Things I have learned while doing GRE tunnels on Linux
In no particular order:
- point to point GRE tunnels have to be symmetric, where each end is a
mirror image of the other. Otherwise the destination kernel will
reject the inbound GRE packets, which makes sense from a security
perspective once you think about it.
- GRE tunnels require a local IP address before you can point routes at them; I suspect that this is generic behavior and is so that the kernel knows what default origin IP address to put on packets going out through them.
- because GRE tunnels are network devices, you can give them a distinct
local IP address, which becomes the default source IP address for anything
routed over the tunnel.
- GRE over IPSec over PPPoE requires a significantly smaller MTU than you might think for reliable operation. Do not assume that the kernel will get it right for you. (Especially if it doesn't know that the other end is using PPPoE.)
- it helps to make sure that both ends are using the same MTU. Unlike
with PPP, nothing automates this for you. (At least I think PPP
automates this for you.)
- because GRE tunnels provide an explicit source address and device,
you can play some really peculiar routing tricks.
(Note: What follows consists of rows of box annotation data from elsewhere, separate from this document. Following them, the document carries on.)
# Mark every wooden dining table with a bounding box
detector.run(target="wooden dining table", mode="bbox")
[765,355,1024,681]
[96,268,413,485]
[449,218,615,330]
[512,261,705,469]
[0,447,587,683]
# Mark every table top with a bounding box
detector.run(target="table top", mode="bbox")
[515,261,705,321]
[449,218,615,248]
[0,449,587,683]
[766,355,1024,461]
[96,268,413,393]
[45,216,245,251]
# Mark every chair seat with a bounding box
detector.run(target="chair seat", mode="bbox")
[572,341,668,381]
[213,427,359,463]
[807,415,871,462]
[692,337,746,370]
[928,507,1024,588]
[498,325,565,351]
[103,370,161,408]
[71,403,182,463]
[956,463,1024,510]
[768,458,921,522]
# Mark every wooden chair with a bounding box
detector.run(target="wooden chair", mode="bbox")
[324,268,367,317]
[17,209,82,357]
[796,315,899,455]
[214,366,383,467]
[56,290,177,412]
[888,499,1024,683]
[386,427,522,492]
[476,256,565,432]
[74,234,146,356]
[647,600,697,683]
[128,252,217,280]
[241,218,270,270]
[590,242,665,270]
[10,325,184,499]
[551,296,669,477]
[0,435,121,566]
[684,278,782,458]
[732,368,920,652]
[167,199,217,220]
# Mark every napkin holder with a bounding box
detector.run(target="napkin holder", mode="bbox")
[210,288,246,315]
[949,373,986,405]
You don't even seem
to need policy based routing. My current trick is routing the
subnet that the target of the tunnel is on over the tunnel itself,
which makes my head hurt.
- reading the documentation for the
ipcommand is really useful; there's all sorts of powerful tricks lurking there. (And simple policy based routing is not as scary as it looks, honest.)
Now all I have to do is figure out the best way to automate all of this
so that it happens automatically on system boot. This may be kind of
tricky, because I am using a totally manually set up IPSec (complete
with direct invocation of
setkey and fixed keys), and I only want
to IPSec my GRE traffic, not anything else between the two endpoints
ifup-ipsec will do everything except GRE-only IPSec;
it wants to IPSec all traffic. I prefer not to, because that way I
have an out if something goes wrong with IPSec.)